Hookworms feed by attaching to your pet’s intestinal lining and sucking blood from the small blood vessels located there. Large numbers of these parasites can cause serious problems by ingesting large volumes of blood- especially in small puppies and sick or debilitated animals. Symptoms of hookworms can include bloody stool, diarrhea, weight loss, poor haircoat and pale gums or weakness/lethargy from anemia.
The ingestion of hookworm eggs or larvae is the most common route of infection. Hookworm eggs are shed in the feces and can hatch and survive in the soil for months. Ingestion of dirt or fecal material through grooming occurs regularly in both dogs and cats. Infection can also occur when Hookworm larvae penetrate the skin and migrate to the intestines to mature. Puppies can also contract hookworms before birth through the placenta or after birth through nursing.

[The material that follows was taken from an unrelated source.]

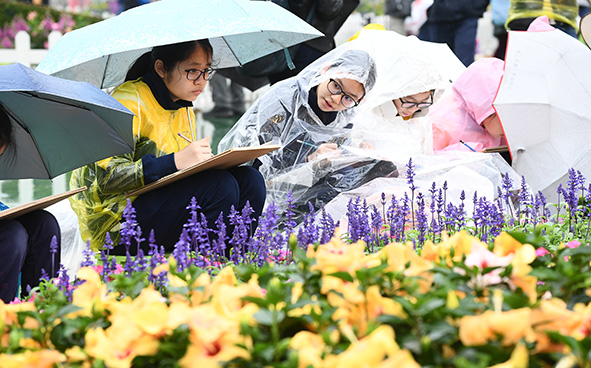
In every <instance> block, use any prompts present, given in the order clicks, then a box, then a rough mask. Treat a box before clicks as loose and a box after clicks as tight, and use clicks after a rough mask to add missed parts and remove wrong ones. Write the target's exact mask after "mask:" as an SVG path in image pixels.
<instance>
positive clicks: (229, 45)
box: [221, 36, 242, 66]
mask: <svg viewBox="0 0 591 368" xmlns="http://www.w3.org/2000/svg"><path fill="white" fill-rule="evenodd" d="M221 38H222V40H223V41H224V43H225V44H226V46H228V50H230V52H231V53H232V56H234V59H236V61H237V62H238V64H240V66H242V61H240V59H238V56H236V53H235V52H234V50H232V48H231V47H230V45H229V44H228V41H226V37H225V36H222V37H221Z"/></svg>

Hookworm is diagnosed by identifying the eggs shed in the feces. A small fresh fecal sample should be brought to the clinic where it is mixed with a special solution that encourages parasite eggs to float to the top and adhere to a slide. The slide is then examined under a microscope and the Hookworm eggs are identified by a veterinary technician. It is important to note that just because Hookworms are present does not mean that enough eggs will be shed to be detected on a fecal sample. Repeat fecal samples (especially in puppies) are sometimes needed to detect the presence of Hookworms.

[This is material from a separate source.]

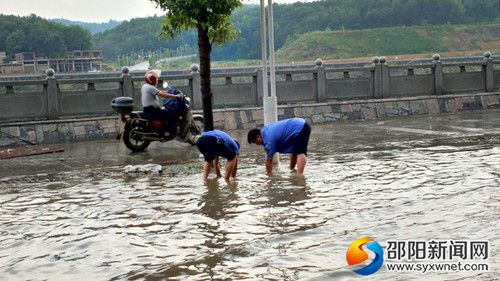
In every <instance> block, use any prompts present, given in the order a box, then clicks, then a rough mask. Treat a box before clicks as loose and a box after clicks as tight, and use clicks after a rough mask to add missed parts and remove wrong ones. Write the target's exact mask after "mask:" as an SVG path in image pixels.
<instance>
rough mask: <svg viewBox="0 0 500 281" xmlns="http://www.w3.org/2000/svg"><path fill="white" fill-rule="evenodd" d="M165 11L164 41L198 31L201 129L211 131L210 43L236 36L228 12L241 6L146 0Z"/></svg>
mask: <svg viewBox="0 0 500 281" xmlns="http://www.w3.org/2000/svg"><path fill="white" fill-rule="evenodd" d="M150 1H152V2H155V3H156V4H157V5H158V6H159V7H161V8H162V9H163V10H165V11H167V14H166V16H165V18H164V19H163V23H162V34H163V35H165V36H166V37H167V38H173V37H175V36H176V35H180V34H181V32H183V31H186V30H188V29H196V30H197V31H198V53H199V58H200V76H201V95H202V103H203V116H204V117H205V124H204V125H205V130H207V131H211V130H213V128H214V125H213V114H212V103H213V101H212V100H213V99H212V89H211V82H210V76H211V67H210V54H211V52H212V44H213V43H215V44H218V45H221V44H222V43H224V42H226V41H228V40H232V39H234V38H235V37H236V35H237V32H236V31H235V29H234V27H233V24H232V22H231V13H232V12H233V11H234V10H235V9H236V8H239V7H241V6H242V5H243V4H242V3H241V1H240V0H220V1H214V0H150Z"/></svg>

Hookworm treatment consists of an oral liquid dewormer. This dewormer kills only adult worms and must be given again 2-3 weeks after the initial treatment to ensure that all parasites are killed. Treating your pet’s environment is equally as important as treating your pet since Hookworm larvae can survive for several months in the soil. Thoroughly cleaning all surfaces in your home as well as picking up all feces outside and working to dry out any especially wet areas of the yard will help to minimize the possibility for reinfection. Moving your pet to a completely different area outside for several months is sometimes the most effective way to prevent an ongoing problem.
In order to prevent Hookworm infestations prophylactic deworming of all puppies, kittens, and nursing mothers is recommended. Good hygiene and sanitation with the prompt removal of all stool from the yard or litter box drastically reduces the chance for infection. Revolution and Heartgard are also effective preventative medications that can be given monthly.
True Hookworm infection in people is extremely rare. Most instances of Hookworms in people occur in unsanitary conditions when the larvae burrow into the skin and cause itching. This condition is commonly called “ground itch”. Very few instances of hookworms migrating deeper into the body and partially maturing in the intestines have been reported.